There are a few obvious cases when Pandas is very helpful, and I'll pull it out in those places, but I've been able to do a tremendous amount of data work in the last year and used very little pandas. The result is that I have an actual codebase to work with now rather than a billion broken notebooks.

kristjansson · on Dec 21, 2023

> The result is that I have an actual codebase to work with now rather than a billion broken notebooks.

This is the biggest part. Giving yourself permission to make real abstractions, rather than forcing yourself to go directly from data-on-disk to pandas (or whatever) makes it that much easier to test, repeat, modify, and extend whatever analysis you're working on.

franklin_p_dyer · on Dec 21, 2023

In what cases have you found it worthwhile to use pandas?

isoprophlex · on Dec 21, 2023

Resampling, regularizing, binning and forward/backward filling time series data is an absolute pain in the ass using only SQL and/or vanilla python.
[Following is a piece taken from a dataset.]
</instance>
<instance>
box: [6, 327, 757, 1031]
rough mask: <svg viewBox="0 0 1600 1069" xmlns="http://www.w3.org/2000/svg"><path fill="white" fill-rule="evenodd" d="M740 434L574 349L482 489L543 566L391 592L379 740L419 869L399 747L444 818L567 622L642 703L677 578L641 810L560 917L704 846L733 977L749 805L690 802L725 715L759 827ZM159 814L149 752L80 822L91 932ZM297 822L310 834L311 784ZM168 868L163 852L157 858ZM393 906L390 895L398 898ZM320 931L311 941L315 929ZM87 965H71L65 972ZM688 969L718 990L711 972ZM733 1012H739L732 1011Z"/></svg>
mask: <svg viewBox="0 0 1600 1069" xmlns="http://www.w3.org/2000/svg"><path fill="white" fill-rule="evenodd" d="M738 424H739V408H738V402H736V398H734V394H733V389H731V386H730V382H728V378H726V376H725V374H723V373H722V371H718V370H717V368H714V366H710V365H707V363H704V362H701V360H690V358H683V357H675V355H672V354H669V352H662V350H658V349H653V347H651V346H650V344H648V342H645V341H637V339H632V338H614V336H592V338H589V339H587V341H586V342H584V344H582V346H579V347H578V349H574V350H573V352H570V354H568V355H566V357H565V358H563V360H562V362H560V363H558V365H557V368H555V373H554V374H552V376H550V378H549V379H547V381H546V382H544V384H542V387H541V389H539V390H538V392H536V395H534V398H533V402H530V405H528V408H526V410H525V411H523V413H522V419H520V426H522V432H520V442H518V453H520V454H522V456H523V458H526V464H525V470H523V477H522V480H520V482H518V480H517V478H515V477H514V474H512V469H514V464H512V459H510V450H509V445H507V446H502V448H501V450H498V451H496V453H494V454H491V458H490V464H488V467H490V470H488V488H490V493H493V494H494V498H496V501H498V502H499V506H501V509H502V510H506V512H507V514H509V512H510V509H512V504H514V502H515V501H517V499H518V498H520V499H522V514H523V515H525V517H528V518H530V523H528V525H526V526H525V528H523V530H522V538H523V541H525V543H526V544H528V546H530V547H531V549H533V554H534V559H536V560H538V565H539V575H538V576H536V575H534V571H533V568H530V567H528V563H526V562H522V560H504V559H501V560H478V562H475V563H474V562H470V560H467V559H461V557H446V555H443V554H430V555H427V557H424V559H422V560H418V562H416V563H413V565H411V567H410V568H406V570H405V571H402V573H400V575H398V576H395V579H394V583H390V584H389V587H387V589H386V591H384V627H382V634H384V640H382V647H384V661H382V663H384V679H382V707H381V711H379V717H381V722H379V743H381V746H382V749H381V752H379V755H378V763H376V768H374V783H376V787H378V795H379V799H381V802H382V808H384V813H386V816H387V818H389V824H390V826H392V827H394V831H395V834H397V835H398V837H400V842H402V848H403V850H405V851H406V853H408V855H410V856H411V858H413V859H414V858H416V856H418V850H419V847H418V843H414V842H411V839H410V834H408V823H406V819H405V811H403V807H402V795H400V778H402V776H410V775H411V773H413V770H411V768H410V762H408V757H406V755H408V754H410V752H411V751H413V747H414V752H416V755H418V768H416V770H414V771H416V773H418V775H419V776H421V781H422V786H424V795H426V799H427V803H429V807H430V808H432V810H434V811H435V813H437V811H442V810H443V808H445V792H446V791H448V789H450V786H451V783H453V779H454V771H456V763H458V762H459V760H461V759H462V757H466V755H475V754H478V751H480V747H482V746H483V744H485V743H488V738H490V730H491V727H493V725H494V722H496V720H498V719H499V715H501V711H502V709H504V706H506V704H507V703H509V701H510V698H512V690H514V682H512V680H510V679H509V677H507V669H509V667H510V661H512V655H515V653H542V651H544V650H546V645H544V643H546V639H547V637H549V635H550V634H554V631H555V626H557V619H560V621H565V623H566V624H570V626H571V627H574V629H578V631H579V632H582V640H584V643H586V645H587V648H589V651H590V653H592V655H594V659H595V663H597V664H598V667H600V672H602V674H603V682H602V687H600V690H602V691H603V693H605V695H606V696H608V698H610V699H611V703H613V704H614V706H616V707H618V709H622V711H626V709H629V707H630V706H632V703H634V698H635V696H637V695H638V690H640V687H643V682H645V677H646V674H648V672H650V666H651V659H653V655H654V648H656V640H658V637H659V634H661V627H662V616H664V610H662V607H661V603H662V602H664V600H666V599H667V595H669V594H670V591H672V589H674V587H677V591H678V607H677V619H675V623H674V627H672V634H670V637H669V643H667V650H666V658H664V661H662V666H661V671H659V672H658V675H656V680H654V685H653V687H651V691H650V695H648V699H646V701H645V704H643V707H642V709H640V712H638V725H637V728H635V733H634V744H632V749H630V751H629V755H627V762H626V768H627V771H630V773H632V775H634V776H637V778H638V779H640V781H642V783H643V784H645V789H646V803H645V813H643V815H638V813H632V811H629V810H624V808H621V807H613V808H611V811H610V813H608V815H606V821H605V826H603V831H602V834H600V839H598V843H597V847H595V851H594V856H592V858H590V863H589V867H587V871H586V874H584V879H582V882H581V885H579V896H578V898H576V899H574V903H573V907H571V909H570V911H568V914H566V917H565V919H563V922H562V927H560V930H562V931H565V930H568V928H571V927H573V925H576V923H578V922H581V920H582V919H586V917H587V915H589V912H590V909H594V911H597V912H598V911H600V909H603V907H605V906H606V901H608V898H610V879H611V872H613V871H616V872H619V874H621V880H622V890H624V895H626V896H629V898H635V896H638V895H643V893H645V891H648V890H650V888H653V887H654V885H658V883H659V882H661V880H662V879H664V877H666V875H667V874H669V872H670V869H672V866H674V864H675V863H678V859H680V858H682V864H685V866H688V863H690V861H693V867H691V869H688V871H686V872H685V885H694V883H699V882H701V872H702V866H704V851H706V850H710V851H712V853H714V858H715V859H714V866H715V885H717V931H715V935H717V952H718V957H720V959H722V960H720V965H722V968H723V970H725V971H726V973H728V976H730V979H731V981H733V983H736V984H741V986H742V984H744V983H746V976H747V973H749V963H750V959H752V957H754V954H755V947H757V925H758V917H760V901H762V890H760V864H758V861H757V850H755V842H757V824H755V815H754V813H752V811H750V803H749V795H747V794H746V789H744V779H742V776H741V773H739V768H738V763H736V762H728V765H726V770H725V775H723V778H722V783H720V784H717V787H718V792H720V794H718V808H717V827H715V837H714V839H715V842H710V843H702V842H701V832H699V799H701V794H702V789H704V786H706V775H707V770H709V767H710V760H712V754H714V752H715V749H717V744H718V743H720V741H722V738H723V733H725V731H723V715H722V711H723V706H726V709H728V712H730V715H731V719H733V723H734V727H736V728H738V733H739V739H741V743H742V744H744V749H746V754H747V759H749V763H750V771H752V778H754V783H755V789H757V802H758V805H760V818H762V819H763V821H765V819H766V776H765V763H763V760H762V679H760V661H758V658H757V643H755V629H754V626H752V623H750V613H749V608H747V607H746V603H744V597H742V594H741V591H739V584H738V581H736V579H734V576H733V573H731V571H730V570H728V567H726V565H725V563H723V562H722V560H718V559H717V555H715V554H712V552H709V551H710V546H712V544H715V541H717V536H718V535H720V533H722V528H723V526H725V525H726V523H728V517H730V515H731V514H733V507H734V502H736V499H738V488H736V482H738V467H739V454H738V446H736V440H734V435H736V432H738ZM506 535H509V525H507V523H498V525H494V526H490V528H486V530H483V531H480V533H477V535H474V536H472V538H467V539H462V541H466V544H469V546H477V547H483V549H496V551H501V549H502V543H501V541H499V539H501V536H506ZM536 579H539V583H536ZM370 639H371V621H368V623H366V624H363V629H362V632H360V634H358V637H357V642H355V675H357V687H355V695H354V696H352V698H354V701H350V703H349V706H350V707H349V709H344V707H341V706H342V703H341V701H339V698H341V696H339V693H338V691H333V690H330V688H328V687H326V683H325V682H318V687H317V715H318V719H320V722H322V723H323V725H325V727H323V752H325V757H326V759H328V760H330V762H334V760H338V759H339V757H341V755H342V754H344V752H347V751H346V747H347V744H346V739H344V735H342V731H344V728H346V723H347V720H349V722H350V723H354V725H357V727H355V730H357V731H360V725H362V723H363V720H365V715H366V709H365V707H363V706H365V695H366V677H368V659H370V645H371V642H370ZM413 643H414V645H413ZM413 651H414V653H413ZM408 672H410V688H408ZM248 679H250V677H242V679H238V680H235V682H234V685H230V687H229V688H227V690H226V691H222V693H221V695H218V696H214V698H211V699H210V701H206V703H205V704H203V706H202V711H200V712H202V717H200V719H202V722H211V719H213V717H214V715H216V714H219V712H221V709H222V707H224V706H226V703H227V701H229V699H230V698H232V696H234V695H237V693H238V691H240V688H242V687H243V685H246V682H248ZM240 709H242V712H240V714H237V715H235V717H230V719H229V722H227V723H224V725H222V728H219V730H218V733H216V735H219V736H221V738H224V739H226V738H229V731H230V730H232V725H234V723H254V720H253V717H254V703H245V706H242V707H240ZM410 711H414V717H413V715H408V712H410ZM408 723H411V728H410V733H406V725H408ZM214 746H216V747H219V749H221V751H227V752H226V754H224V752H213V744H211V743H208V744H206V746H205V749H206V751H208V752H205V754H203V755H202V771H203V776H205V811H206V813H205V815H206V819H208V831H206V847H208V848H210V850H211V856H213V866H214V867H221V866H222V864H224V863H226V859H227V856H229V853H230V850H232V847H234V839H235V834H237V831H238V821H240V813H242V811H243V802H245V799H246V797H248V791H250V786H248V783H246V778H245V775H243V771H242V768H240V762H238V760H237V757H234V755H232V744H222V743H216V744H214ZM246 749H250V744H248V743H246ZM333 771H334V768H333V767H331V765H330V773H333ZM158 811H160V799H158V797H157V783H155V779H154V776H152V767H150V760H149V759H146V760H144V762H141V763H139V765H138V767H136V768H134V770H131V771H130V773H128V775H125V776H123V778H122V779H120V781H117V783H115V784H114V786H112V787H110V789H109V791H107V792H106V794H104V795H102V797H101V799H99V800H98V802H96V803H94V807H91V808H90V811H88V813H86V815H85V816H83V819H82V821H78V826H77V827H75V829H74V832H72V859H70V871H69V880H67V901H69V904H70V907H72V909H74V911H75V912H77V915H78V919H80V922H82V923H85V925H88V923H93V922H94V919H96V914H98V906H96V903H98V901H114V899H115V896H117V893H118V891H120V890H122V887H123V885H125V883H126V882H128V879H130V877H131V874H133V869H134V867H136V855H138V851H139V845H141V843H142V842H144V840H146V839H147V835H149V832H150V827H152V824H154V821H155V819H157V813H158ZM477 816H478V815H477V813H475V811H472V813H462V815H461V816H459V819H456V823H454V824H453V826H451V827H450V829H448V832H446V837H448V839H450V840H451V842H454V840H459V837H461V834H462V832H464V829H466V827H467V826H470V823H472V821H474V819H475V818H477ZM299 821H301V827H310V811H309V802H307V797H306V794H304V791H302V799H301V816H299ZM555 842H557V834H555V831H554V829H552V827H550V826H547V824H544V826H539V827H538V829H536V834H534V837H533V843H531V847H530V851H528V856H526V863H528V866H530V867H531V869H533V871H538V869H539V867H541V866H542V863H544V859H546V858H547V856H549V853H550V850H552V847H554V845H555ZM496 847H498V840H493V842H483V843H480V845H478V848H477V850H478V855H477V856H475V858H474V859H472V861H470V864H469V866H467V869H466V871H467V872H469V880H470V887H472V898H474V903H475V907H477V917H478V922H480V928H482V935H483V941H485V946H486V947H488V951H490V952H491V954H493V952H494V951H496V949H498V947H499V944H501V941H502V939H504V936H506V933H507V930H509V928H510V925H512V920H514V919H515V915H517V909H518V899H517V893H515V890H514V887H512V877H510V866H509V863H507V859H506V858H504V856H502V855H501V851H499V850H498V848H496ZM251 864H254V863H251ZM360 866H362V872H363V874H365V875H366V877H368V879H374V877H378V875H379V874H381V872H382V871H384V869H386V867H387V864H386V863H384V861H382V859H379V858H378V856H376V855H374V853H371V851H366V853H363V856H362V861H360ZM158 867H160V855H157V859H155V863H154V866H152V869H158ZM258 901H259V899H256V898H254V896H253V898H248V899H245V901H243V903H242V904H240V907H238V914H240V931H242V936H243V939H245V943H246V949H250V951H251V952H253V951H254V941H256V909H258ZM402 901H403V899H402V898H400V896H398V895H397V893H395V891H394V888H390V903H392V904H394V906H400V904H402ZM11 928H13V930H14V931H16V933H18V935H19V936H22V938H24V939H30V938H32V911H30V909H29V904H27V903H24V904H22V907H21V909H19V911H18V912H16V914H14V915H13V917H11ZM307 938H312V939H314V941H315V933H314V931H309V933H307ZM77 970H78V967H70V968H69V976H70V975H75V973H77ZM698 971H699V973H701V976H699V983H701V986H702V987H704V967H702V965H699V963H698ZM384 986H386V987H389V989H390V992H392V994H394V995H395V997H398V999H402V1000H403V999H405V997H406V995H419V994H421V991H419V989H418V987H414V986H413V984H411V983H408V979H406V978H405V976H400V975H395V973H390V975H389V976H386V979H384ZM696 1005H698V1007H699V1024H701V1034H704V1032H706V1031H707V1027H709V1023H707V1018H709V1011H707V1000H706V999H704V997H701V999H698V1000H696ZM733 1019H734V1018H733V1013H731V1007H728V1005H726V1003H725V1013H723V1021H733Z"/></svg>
It does its thing well, there.

(Note that in general, I'm the biggest pandas hater I know)

canjobear · on Dec 21, 2023

It can be nice for groupby-aggregate logic. And it feeds into plotnine.

franklin_p_dyer · on Dec 21, 2023

For sure! Definitely an good thing to know for an R newbie like me who is handling large datasets naively.

Thanks for mentioning polars, I hadn't heard of it before but it looks neat.

kazinator · on Dec 21, 2023

There is a macro like this for Common Lisp: modf.

https://github.com/smithzvk/modf

With modf, you use the existing place syntax to refer to part of an object. It looks like you're mutating that object, but in fact it will return a clone of the entire containing object, with the modification, while the original remains untouched.

dxbydt · on Dec 22, 2023

Sir, I worked thru your dog & cat adoption example. I had a few questions. So you have x & y vectors, and want the vector z, as below:

   x<- c(1,2,3)
   y <- c(4,5,6)
   z<- c(1+4, (1*2+4*5)/(1+4), sqrt((1*(4+9) + 4*(25+36))/(1+4) - ((1*2+4*5)/(1+4))^2))

But your z[2] is just an elaborate weighted mean, I would use the following built-in function -

     weighted.mean(c(2,5),c(1/(1+4),4/(1+4)))

Similarly, your z[3] is just the weighted standard deviation, available in library modi. I was wondering, isn't it better to store the data in some vector x & the weights in a different vector y, and compute the weighted mean & weighted variance in a straightforward fashion like above, or am I missing something. Thanks.

kuhewa · on Dec 22, 2023

This is great. I've seen many discussions of efficiency in R in stats and biology circles over the years but I think this is the first time I've seen something as simple as copy-on-write and treating dataframe columns as individual lists mentioned. I'd be interested in how much faster it was.

tpoacher · on Dec 21, 2023

Matlab/Octave are also copy-on-write. It's quite a powerful mechanism to take advantage of when you're aware of it.

j7ake · on Dec 22, 2023

Good to see some R programmers around despite the dominance of python in data science these days.